Dr. Zach Riley does not fit the mold. One look will tell you he is not a typical college professor. Maybe it's all the tattoos. Maybe it's the easy going attitude wrapped up into a 5 foot 11 inch, 305-pound frame.
He also has painted toenails.
"You have to have painted toenails when you have a 10-year-old daughter," Dr. Riley said.
In 2004 the Ball State grad participated in the Olympic trials in the hammer throw. He didn't make the team, so he made the trek to Colorado instead to start working on his PhD, which brought him to the School of Health and Human Sciences at IUPUI.
"Last year I had two people wear kilts and draw tattoos on their arms and even paint their toenails. Two guys came into class as me for Halloween," he shared.
"So that is the hammer throw at the 56 pound weight that we throw," the good doctor explained as we walked to retrieve his hammer on the practice field.
But watching his daughter compete in cheerleading got his competitive juices flowing again.
"Throwing heavy objects is my thing. It is the thing I am good at," he said.
So he turned to the Highland games.
"Track and field is really stuffy, high-brow, professional officials everywhere and Highland Games, we just, inmates are running the asylum so to speak so it's a lot of fun," he said.
There is the Scottish hammer, the 56-pound weight, the 28-pound weight.
"We will do the caber which is flipping the tree," he said. "The competition is the real treat. A lot harder to practice that one. I don't keep my tree around with me," he said jokingly.

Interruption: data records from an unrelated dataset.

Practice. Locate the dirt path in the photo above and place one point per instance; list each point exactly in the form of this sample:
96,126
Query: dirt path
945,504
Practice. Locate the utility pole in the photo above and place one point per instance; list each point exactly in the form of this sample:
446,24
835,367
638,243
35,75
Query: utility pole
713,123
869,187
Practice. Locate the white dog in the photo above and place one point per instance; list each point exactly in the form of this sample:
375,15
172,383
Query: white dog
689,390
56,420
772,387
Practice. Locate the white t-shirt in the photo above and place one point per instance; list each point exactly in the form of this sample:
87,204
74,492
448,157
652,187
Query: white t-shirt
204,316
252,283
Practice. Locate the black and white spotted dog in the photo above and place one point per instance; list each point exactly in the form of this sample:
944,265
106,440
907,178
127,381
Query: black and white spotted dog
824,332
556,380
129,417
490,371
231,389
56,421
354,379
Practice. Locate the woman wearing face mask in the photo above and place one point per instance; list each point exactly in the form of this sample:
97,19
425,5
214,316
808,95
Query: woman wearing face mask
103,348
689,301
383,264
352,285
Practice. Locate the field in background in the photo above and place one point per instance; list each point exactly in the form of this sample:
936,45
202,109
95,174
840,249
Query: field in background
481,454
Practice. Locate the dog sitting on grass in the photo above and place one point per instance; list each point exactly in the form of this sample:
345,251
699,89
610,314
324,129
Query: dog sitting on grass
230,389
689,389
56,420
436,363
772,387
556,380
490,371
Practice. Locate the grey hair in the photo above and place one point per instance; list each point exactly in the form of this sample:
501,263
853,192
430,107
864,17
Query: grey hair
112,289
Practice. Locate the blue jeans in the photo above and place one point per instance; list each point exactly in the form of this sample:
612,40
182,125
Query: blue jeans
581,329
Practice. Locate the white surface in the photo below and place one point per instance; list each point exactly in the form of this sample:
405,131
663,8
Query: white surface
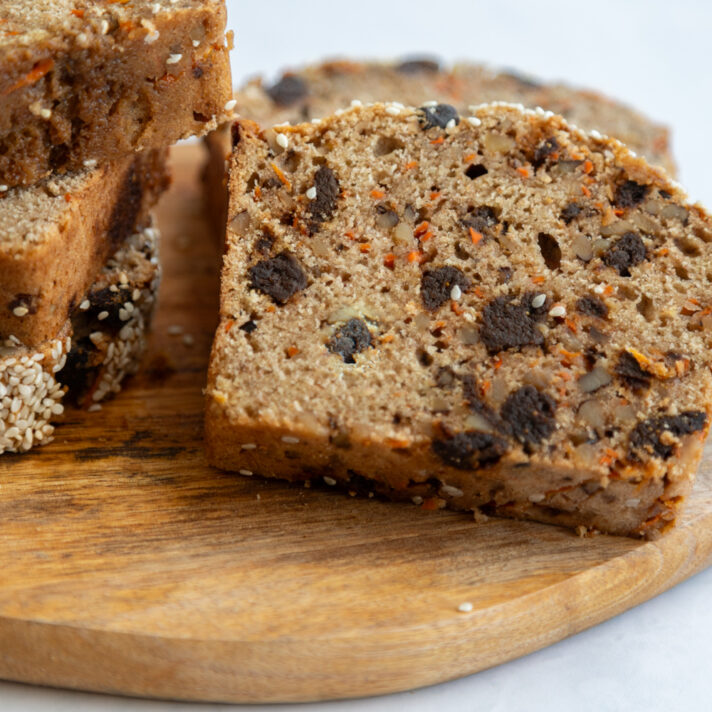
655,55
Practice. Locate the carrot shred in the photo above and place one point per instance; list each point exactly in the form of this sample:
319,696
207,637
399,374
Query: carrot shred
476,236
44,66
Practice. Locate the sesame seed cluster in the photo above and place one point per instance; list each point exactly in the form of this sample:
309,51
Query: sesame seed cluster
32,384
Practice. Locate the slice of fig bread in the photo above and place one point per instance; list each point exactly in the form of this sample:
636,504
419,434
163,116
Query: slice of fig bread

He doesn't exactly fit the mold at the Highland Games either.
"I'm too old to go full throttle everyday so quality of reps over quantity of reps at this point in my life," he noted.
And in case you were wondering, they do introduce him as Dr Riley.

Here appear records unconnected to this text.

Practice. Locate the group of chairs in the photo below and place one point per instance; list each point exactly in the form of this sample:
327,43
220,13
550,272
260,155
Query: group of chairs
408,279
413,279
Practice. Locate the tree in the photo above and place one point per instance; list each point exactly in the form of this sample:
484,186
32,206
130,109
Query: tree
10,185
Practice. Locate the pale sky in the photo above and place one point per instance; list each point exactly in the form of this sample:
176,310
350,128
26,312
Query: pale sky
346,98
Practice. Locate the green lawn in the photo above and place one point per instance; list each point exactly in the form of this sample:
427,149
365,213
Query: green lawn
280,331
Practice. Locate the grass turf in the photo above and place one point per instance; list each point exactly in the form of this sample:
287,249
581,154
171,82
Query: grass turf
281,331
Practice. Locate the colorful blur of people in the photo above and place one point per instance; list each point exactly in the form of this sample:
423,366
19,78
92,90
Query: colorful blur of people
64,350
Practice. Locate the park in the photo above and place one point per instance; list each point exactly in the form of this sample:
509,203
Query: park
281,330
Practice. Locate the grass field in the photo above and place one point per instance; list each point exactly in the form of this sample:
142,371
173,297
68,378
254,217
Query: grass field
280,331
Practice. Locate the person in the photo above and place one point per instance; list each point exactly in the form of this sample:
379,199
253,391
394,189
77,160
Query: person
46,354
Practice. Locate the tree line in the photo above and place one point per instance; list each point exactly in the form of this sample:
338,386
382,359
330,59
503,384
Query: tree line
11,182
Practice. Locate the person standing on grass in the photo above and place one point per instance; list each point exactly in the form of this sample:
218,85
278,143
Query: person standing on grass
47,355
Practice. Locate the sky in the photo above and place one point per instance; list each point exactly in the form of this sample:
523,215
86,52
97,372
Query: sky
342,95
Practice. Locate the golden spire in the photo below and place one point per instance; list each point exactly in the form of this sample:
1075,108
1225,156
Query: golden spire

"We are not an uneducated bunch as much as we might look like barbarians so it's really funny. Most of my tattoos are neuroscience related so they are nerdy tattoos and the beard is kept for the Highland Games community because you are an entertainer first and foremost," he admitted.
The money is certainly enticing, but that is not what motivates this 38-year-old man to get up at 3:45 a.m. and arrive at work an hour later, so he can train at the Bartholomew County Fairgrounds by the afternoon.
"You are always chasing that perfect one that comes out of your hand and you just go that's it. There is no better thing than what that just was," he said.
Dr Riley finished fifth in the nation during the last games in Pennsylvania. Next up will be Scottish Fest here in Indianapolis on October 13.